5. Toutefois, par un arrêt du 7 septembre 2022, la cour d'appel de Paris a relaxé M. A... des poursuites engagées contre lui pour les faits commis le 6 avril 2021, au motif que ceux-ci caractérisaient une situation de légitime défense. Ces faits, établis et sur la réalité desquels aucun doute ne subsiste, ont donc été le support nécessaire du dispositif retenu par le juge répressif et ont par suite autorité de la chose jugée. Or, la Cour a constaté que M. A... avait fait usage d'un couteau à citrons puis d'un pistolet, non chargé et pour lequel l'intéressé ne disposait ni de chargeur ni de cartouches à proximité, dans le but uniquement de répondre au comportement agressif d'un client, muni également d'un couteau, qui avait, d'une part, tenté de le frapper, d'autre part, proféré à son égard des menaces de mort. La Cour a relevé en outre que M. A..., qui tenait son arme le long de son corps, ne l'avait, à aucun moment, exhibée. Il ressort ainsi de ces faits isolés que l'intéressé a uniquement réagi à une menace en usant de son arme afin de dissuader son client. Dans ces conditions, le comportement de M. A... ne saurait caractériser un risque d'atteinte à l'ordre public ou à la sécurité des personnes, au sens des dispositions citées au point 2, quand bien même celui-ci n'était pas en droit de conserver son pistolet sous sa caisse enregistreuse et alors que les faits relatifs au délit routier, qui n'ont donné lieu à aucune condamnation, sont anciens et totalement isolés. Par suite, le préfet de police a entaché ses décisions d'une erreur d'appréciation, lesquelles doivent, pour ce motif, être annulées.

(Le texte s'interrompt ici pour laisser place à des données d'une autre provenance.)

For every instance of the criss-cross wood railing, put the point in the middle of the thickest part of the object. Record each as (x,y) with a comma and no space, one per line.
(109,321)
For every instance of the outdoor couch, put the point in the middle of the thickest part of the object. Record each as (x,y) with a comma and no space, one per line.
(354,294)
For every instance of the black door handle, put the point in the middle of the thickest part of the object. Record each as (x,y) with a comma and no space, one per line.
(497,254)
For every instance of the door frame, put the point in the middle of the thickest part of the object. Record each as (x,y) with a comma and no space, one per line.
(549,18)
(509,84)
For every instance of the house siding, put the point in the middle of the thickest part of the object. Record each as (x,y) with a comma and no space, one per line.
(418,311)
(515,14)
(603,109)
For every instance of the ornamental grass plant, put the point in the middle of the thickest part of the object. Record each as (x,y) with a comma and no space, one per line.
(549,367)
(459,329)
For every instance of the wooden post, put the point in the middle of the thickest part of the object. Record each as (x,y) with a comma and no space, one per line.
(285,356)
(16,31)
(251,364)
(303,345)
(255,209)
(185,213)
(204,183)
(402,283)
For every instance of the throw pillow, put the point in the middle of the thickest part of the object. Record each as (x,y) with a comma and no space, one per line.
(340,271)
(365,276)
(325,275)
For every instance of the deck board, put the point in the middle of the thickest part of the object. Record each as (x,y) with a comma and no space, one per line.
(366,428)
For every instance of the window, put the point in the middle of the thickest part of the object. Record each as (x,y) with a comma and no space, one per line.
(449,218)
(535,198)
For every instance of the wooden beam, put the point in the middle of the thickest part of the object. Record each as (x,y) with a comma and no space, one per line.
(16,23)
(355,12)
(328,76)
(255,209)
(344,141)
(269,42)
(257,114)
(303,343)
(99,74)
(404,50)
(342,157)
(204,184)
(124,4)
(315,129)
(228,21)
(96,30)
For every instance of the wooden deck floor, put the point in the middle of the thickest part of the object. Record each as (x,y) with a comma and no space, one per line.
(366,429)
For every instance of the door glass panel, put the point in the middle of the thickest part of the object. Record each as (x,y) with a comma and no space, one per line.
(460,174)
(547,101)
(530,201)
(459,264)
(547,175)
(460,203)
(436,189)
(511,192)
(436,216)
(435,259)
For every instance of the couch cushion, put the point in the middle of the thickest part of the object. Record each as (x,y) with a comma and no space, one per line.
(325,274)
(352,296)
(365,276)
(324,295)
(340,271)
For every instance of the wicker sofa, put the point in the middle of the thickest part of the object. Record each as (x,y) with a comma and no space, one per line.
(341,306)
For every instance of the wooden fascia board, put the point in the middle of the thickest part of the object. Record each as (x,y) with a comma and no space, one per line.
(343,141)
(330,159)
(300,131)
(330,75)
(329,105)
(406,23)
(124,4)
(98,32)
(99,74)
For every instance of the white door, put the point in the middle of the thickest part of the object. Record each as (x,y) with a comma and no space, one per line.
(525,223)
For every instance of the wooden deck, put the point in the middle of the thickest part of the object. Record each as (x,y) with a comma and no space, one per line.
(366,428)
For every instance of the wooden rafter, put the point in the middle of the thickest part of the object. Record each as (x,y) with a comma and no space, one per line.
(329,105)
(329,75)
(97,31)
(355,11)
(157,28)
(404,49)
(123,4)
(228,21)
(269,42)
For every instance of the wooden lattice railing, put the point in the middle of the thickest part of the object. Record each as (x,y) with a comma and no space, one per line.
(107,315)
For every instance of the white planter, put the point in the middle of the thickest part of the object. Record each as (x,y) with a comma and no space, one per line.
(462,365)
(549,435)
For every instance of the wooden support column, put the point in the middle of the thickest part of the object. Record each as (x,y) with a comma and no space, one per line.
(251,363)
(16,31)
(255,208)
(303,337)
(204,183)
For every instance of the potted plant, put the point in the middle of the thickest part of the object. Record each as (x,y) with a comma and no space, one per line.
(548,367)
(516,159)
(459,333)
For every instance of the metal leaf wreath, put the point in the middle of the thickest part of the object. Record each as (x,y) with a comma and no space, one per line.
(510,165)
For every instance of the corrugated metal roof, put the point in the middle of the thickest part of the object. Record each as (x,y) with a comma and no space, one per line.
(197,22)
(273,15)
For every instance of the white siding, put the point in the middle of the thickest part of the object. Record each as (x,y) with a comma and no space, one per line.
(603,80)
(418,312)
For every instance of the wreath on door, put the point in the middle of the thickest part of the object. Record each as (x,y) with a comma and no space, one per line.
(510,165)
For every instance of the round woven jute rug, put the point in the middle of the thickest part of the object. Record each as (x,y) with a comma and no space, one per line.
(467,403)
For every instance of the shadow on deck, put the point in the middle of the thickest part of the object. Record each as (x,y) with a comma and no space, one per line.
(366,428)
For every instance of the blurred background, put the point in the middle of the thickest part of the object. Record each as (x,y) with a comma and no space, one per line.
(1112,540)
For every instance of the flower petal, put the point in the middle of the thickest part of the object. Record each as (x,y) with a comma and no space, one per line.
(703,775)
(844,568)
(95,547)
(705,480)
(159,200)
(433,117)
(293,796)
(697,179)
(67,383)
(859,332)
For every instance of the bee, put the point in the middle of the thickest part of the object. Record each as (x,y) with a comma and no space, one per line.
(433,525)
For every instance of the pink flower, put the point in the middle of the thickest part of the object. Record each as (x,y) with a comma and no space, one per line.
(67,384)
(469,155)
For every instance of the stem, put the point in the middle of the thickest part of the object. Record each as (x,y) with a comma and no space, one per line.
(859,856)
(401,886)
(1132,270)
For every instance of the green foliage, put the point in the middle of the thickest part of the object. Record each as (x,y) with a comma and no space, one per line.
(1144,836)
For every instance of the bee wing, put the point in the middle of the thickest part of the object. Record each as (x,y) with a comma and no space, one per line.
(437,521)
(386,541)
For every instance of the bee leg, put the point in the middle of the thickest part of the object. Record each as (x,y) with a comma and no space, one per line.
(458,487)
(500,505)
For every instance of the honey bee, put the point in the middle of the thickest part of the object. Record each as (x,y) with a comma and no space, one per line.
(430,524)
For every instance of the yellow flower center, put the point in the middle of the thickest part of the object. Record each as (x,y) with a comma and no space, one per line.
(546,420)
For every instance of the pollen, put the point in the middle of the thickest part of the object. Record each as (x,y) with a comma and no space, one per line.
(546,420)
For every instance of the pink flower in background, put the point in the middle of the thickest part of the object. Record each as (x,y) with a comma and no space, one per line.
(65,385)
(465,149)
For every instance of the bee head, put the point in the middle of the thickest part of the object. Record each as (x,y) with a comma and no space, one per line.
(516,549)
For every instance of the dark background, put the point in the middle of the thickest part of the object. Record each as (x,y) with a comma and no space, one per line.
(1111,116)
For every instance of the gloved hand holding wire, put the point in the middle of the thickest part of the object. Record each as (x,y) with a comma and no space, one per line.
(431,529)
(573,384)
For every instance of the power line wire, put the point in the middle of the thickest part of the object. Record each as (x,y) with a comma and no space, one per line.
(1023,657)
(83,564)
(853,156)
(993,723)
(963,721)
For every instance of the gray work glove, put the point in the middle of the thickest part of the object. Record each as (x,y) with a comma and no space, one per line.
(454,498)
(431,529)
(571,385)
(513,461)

6. Il résulte de ce qui précède, sans qu'il soit besoin d'examiner l'autre moyen de la requête, que M. A... est fondé à soutenir que c'est à tort que, par le jugement attaqué, le tribunal administratif de Paris a rejeté ses conclusions tendant à l'annulation des décisions des 23 avril et 4 août 2021.
Sur les conclusions à fin d'injonction :
7. Aux termes de l'article L. 911-1 du code de justice administrative : " Lorsque sa décision implique nécessairement qu'une personne morale de droit public (...) prenne une mesure d'exécution dans un sens déterminé, la juridiction, saisie de conclusions en ce sens, prescrit, par la même décision, cette mesure assortie, le cas échéant, d'un délai d'exécution (...) ".
8. Eu égard au motif d'annulation retenu au point 5, le présent arrêt implique nécessairement que le préfet de police restitue à M. A..., sauf à ce qu'ils aient été détruits, ses armes, munitions et autorisations, soit une carabine de marque Troy, modèle Pump Action Rifles, calibre 308 Win, de matricule 30003161152, un réducteur de sons de calibre et de marque inconnus, modèle T 8, de matricule 000, 120 cartouches de calibre 7,6 x 51 Nato Ball, 100 cartouches de calibre 9 mm de la marque Winchester et les originaux des autorisations d'acquisition et de détention valables du 24 octobre 2018 au 23 octobre 2023 référencées sous les numéros 07512018A001351582 et 07512018A001345417.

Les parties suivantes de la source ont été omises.